Через несколько дней деятельная натура варвара начала томиться вынужденной праздностью. К тому же не пристало молодому полному сил мужчине пользоваться чьими-то щедротами, не предложив ничего взамен. Не желают брать серебряные монеты — что ж, он отыщет другой способ ответить на гостеприимство. С этими благими намерениями он постучался в дом главного старейшины, которого звали Рехаур.
— Скажи, почтеннейший, — осторожно начал он, усевшись рядом с хозяином дома на бортик бездействующего фонтана — отчего твои соплеменники так спешат укрыться в домах с заходом солнца? Что угрожает их безопасности? Бот уже несколько дней я пользуюсь вашим гостеприимством. Я надеялся расплатиться за ночлег и еду, но выяснилось, что серебряные монеты значат для вас не больше глиняных черепков. Тогда я могу предложить свои руки и острый меч. Если ты и твои люди нуждаются в защите, то мне вполне по силам вам ее оказать!
— Я давно ожидал от тебя этого вопроса, гость, — ответил тог. — Но, поверь, дело не в моей или чьей-либо прихоти. Думаю, многое в нашем укладе должно удивлять чужеземца. Так послушай, я поведаю тебе правду! Когда-то давно на месте пустыни были плодородные земли с прекрасными садами и города, поражающие своим великолепием, а по склонам Черной горы вились виноградники. Говорят, виноградины там были настолько крупны, что сока одной из них хватило бы чтобы заполнить вот эту чашу — и старец важно указал на валяющуюся неподалеку серебряную посудину внушительных размеров. — Но боги разгневались на людей — продолжал старейшина, — и гора, которую позже назвали — Горой Скорби, извергла из себя жидкий огонь, который затопил цветущую долину и сжег некогда благоденствующую страну.
— Клянусь Кромом, это, конечно, очень печально — нетерпеливо перебил его Конан. — Но как это объясняет то, что после захода солнца вы прячетесь по норам, словно крысы?

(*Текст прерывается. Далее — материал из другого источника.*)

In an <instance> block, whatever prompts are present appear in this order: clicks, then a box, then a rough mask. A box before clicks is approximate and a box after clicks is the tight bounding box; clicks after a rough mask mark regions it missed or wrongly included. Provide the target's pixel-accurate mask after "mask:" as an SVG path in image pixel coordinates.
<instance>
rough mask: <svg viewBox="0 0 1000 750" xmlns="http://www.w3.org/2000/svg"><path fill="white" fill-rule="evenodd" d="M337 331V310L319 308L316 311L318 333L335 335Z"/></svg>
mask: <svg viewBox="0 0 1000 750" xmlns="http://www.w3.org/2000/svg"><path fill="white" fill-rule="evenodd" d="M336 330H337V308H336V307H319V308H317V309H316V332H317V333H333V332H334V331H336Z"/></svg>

— Когда последний луч Огненного Светила прячется в небесное лоно, пробуждается ужасное чудовище. Днем оно прячется под землей, а по ночам бродит по улицам нашей деревни. И горе тому, кто попадется на его пути!
— Чудовище? — воскликнул повеселевший Конан. — Что ж, можешь считать, что с завтрашнего дня тебе и твоим людям нечего бояться. Я убью монстра и тем отблагодарю вас за спасение в песках и кров.
— Не суетись понапрасну, чужеземец. Чудовище никому не мешает. Просто здесь всем ведомо, что не след выходить на улицу после захода солнца. Видишь, как все просто. Иди же и пусть сердце твое будет спокойно. Все происходит так, как должно происходить.
— Постойте, может быть, что-то угрожает вам за пределами деревни? — не сдавался упрямый варвар. — Иначе с чего бы понадобилось нести караул?
— И здесь ты прав, гость, — печально кивнул Рехаур. — Видишь ли, люди, обитавшие у подножия Черной горы, были сведущи в искусстве чародейства и с помощью него хотели спастись от гнева богов.
— Но это же было много зим назад и боги давно успокоились!
— В окрестностях нашей деревни издавна происходит много необычного и страшного. Когда-то, когда мой отец был еще полон сил, несколько молодых глупцов вознамерились покинуть родные места. На следующий день их нашли — все они были мертвы. Не стану говорить тебе, в каком состоянии пребывали эти несчастные, это было бы слишком тягостно для твоих ушей… С тех пор решено охранять деревню, дабы уберечь людей от последствий их необдуманных поступков.
— Их растерзали? — не отставал киммериец. — И утащили куда-то головы? Я видел таких мертвецов, там, в высохшем оазисе. Кто бы это ни сотворил, это явно живое существо. А раз так…
— Не утруждай себя понапрасну, чужеземец. Просто не следует покидать деревню. Когда ты пожелаешь уйти, то тебя выведут потайным путем, пользоваться которым дозволено лишь старейшинам и стражам. Чудовища, бродящие в окрестностях не помеха для тех, кто не нарушает запретов. Зато мы никогда не подвергнемся нападению разбойников и к нам не доберется ни один сборщик податей. Во всем нужно видеть хорошее, чужеземец.